By Max B. Baker, Fort Worth Star-Telegram, Texas

Jul. 24–FORT WORTH — Less than a week before knocking down the first structures in the path of Trinity Uptown, the Trinity River Vision Authority board on Wednesday recommended buying two more pieces of property needed for the construction of the $576 million flood-control and economic-development project.

The board recommends that the Tarrant Regional Water District buy land at 2005 White Settlement Road. The Tarrant Appraisal District lists the taxable value of the property, about a third of an acre, at about $274,000.

The board also suggested that the water district buy about a half acre at 337 Greenleaf St. The land has a taxable value of about $383,000, according to appraisal district records.

The water district board created the authority to oversee construction of Trinity Uptown, but it must approve land purchases. The water district has agreed to spend about $64 million for land for the project.

Typically, the authority reveals what it has agreed to pay for property at its meetings.
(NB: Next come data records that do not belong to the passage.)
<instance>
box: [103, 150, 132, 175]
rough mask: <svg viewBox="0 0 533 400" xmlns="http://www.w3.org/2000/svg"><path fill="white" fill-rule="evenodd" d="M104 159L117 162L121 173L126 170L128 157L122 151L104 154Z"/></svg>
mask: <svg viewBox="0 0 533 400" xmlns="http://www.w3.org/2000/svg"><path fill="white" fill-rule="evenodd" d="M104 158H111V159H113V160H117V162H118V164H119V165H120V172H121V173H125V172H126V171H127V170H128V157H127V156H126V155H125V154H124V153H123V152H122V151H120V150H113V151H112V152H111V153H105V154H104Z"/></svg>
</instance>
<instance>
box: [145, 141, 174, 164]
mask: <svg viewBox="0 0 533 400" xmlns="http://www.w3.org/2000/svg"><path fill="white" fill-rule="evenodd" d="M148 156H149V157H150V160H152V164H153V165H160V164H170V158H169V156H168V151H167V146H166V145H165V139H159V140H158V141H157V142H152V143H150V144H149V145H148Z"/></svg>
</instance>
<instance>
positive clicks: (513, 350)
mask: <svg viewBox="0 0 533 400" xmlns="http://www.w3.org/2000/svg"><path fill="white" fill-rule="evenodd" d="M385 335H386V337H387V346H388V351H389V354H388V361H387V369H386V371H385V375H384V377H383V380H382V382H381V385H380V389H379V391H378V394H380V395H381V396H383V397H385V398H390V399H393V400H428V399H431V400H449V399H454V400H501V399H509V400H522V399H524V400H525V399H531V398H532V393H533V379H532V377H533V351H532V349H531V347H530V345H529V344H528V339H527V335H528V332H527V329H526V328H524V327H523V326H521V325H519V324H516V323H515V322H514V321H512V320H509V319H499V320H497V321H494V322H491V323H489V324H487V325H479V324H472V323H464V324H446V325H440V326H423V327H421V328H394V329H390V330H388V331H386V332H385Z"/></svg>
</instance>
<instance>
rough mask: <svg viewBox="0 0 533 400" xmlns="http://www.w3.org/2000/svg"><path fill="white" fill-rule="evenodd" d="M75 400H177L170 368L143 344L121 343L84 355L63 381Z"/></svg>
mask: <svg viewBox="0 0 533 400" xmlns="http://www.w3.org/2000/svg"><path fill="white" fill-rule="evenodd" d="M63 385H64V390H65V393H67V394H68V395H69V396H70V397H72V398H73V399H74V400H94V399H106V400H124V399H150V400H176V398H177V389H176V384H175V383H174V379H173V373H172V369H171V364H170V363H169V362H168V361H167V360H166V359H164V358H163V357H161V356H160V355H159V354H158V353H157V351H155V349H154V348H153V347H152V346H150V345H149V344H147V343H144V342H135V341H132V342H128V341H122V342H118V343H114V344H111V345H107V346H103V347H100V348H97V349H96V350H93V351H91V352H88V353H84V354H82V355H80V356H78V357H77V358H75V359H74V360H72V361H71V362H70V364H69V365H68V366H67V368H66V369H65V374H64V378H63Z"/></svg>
But authority Executive Director J.D. Granger said the sale price was not disclosed because the district would not vote on the purchases until August.

Prices for the land have been exceeding the value set by the appraisal district, fueled partly by land speculation created by the project itself and by other market forces, including the shrinking inventory of land available near downtown.

So far, the water district has paid about $6.4 million for four other parcels, about 8 acres.

On Monday, officials will clear away the abandoned Sims Motel at 901 N. Henderson St., the first buildings to be knocked down to make way for Trinity Uptown.

The Henderson Street land is needed for the construction of the Trinity River bypass channel and a White Settlement Road bridge, both major components of the project.

Trinity Uptown will include a river bypass channel and a town lake, creating an 800-acre island for development just north of downtown Fort Worth. Besides locks, dams, and levees, three bridges will be built.

This year, the project was expanded to include Gateway Park and the Riverside Oxbow on the east side of downtown, adding 1,000 acres.